Tropas sionistas mataram ao menos 241 menores no território ocupado entre outubro de 2023 e sábado (28), segundo dados colhidos por uma ONG do próprio Estado de “Israel”. O dado expõe a maior proporção de vítimas nessa faixa etária desde a ocupação de 1967 e se soma a novos ataques na Faixa de Gaza, onde uma ofensiva aérea matou três pessoas, incluindo uma criança, na segunda-feira (29).
A escalada de mortes na Cisjordânia ocupada confirma que a violência de “Israel” contra os palestinos não está restrita à Faixa de Gaza. Um levantamento divulgado pelo grupo “israelense” B’Tselem reuniu dezenas de casos de crianças e adolescentes mortos pelas forças de ocupação em 2025. Diante disso, é evidente que os soldados têm sido autorizados e orientados, na prática, a atirar contra menores. Segundo o levantamento, brincavam nas ruas, estavam perto de casa e sequer apresentaram algum tipo de resistência.
Desde 7 de outubro de 2023 até 28 de junho de 2026, as forças de “Israel” mataram 1.086 palestinos na Cisjordânia e na Jerusalém Oriental ocupada. 241 crianças e adolescentes representam 22% dos mortos. A proporção significa que aproximadamente um em cada quatro mortos era menor de idade. B’Tselem também afirma que “Israel” reteve os corpos de 18 dos 54 menores mortos na Cisjordânia em 2025. Isso, na prática, amplia a violência contra as famílias e impede enterros conforme os costumes locais.
Além disso, não se pode esquecer que existem inúmeras denúncias de tráfico de órgãos que pesam contra o Estado genocida de “Israel”.
Entre os casos citados está o de Layla al-Khatib, de dois anos, atingida na cabeça por um disparo enquanto estava no colo da mãe dentro de casa, em janeiro de 2025. Em outros episódios, os tiros atingiram crianças que estavam ao ar livre, em situações comuns da vida cotidiana.
A gravidade não se limita ao momento do disparo. O relatório aponta que, em quase um quarto dos casos analisados em 2025, equipes médicas ou moradores foram impedidos de chegar aos feridos, o que impossibilitou prestar socorro imediato. O que deixa claro que os assassinatos são deliberados.
B’Tselem afirma que não conhece nenhuma acusação formal apresentada contra soldado ou colono por matar palestinos na Cisjordânia desde outubro de 2023, mesmo nos casos envolvendo menores.

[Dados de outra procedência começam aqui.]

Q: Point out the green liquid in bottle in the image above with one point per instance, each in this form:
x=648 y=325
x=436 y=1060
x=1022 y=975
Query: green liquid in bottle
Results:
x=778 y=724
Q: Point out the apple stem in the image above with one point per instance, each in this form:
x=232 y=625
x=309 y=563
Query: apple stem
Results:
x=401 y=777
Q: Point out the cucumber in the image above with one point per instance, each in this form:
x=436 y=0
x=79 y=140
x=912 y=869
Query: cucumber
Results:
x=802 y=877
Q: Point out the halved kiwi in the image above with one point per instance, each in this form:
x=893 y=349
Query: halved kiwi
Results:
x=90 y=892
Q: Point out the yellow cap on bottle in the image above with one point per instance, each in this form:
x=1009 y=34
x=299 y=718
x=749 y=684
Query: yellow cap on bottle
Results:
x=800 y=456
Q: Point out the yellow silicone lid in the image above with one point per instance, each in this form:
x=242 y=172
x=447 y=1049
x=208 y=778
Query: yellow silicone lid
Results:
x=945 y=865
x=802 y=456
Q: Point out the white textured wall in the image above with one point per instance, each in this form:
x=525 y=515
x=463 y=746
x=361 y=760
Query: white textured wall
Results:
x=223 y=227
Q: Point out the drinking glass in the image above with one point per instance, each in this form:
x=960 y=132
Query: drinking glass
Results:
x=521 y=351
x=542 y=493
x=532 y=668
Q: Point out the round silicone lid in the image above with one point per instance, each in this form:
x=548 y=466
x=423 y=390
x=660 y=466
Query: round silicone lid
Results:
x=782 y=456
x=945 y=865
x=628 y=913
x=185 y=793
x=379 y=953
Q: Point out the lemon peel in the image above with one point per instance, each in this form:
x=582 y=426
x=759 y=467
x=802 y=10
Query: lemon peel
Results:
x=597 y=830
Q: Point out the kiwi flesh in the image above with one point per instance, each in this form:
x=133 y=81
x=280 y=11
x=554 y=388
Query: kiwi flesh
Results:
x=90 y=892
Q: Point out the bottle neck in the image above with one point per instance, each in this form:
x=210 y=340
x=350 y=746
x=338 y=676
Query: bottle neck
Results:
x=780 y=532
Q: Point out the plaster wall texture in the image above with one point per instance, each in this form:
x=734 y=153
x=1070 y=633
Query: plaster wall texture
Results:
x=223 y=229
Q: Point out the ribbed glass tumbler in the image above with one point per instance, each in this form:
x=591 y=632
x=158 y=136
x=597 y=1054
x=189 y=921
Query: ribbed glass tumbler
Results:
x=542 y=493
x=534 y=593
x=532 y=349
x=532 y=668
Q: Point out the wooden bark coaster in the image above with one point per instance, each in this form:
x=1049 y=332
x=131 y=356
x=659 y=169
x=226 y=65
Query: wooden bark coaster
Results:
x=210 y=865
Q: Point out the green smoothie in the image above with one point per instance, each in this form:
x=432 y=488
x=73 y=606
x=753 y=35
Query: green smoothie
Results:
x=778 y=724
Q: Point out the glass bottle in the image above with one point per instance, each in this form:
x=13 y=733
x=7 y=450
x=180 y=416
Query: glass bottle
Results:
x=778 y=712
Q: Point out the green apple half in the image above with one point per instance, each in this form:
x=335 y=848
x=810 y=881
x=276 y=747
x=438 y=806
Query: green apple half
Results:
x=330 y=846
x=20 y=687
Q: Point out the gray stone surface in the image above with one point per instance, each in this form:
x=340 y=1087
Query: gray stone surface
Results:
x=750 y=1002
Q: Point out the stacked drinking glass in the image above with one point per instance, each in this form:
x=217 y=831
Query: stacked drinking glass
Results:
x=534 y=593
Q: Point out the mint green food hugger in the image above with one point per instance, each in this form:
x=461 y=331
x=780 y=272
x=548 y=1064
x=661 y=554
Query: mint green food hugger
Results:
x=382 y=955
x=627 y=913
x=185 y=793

O quadro se soma a um novo ataque na Faixa de Gaza. Autoridades de saúde informaram que um bombardeio de “Israel” em Deir el-Balah, no centro do território, matou três pessoas, entre elas Malik Wael Abu Shaweesh, de oito anos. O ataque ocorreu perto da ponte de Wadi Salqa, na rua al-Baraka, e deixou feridos. O governo de Gaza informou que, desde a entrada em vigor do cessar-fogo em outubro, 1.045 palestinos foram mortos e 3.380 ficaram feridos em violações atribuídas a “Israel”.
A repetição de mortes na Cisjordânia e em Gaza mostra que a ocupação atua com o objetivo intencional de atingir crianças palestinas. O discurso oficial de “Israel” procura apresentar as vítimas como ameaça, mas os levantamentos citados apontam o contrário e não há como justificar os assassinatos pelo sionismo de crianças totalmente indefesas.